The Government Accountability Office handles the investigation of federal waste and abuse.

Besides crop insurance programs, the government administers the National Flood Insurance Program.

Shifts in climate change the geography of crop insurance

Besides the National Climate Assessment, data collected by the National Aeronautics and Space Administration show that global surface temperatures in 2012 were the ninth warmest on human record.

The Intergovernmental Panel on Climate Change, an international research coalition tasked with evaluating climate change phenomena, also predicted that temperatures will rise by as much as 10 degrees Fahrenheit throughout the next century.

That increase would make summers in northern states such as Michigan, Wisconsin and Illinois feel much more like summers in Texas.
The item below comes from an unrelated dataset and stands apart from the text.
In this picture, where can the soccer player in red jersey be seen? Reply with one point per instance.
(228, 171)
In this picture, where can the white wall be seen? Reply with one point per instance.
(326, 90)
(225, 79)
“If you look at global monthly temperatures, the last time we experienced a month that was colder than the 20th century mean was 1985,” said Brad Rippey, a U.S. Department of Agriculture meteorologist. “This is 30 consecutive years that we’ve strung together that have been quite warm from a global standpoint – and at that point, it becomes pretty obvious if you have some background in statistics that this is just not an anomaly anymore.”

Downtown Ackerly is a town in the heart of West Texas cotton country. If climate change projection hold true, future summers in Illinois could soon feel more like current summers in Texas.

Consequently, climate predictions and crop insurance data suggest that climate change will change where crop insurance money is going.

As northern regions get hotter, farmers will plant crops that were once ill-suited to their area. That idea is already demonstrated by the influx of North Dakota farmers that have only recently started planting soybeans.

Soybeans in North Dakota were virtually nonexistent before the 1980s, Rippey said. But as the state’s climate turned warmer and wetter, there was a dramatic expansion of the Soybean Belt into the state.

“Now we see on average something around the order of three and a half to 4 million acres every year devoted to soybeans in North Dakota,” Rippey said.

North Dakota insured less than 1.8 million acres of soybeans in 2000.

That number more than doubled to 4.6 million acres of soybeans in 2012.

During that time, government subsidies to help North Dakota farmers pay insurance premiums on soybeans increased from about $7.4 million to more than $126 million.

Insurance payouts more than tripled.

“There’s a lot of criticism of crop insurance and how much it cost, and that’s fair with these federal budget deficits we’re looking at,” Yoder said. “But, when I look at the model of crop insurance, I really don’t understand why we’d want to mess with that particular model and put it in danger of not working.”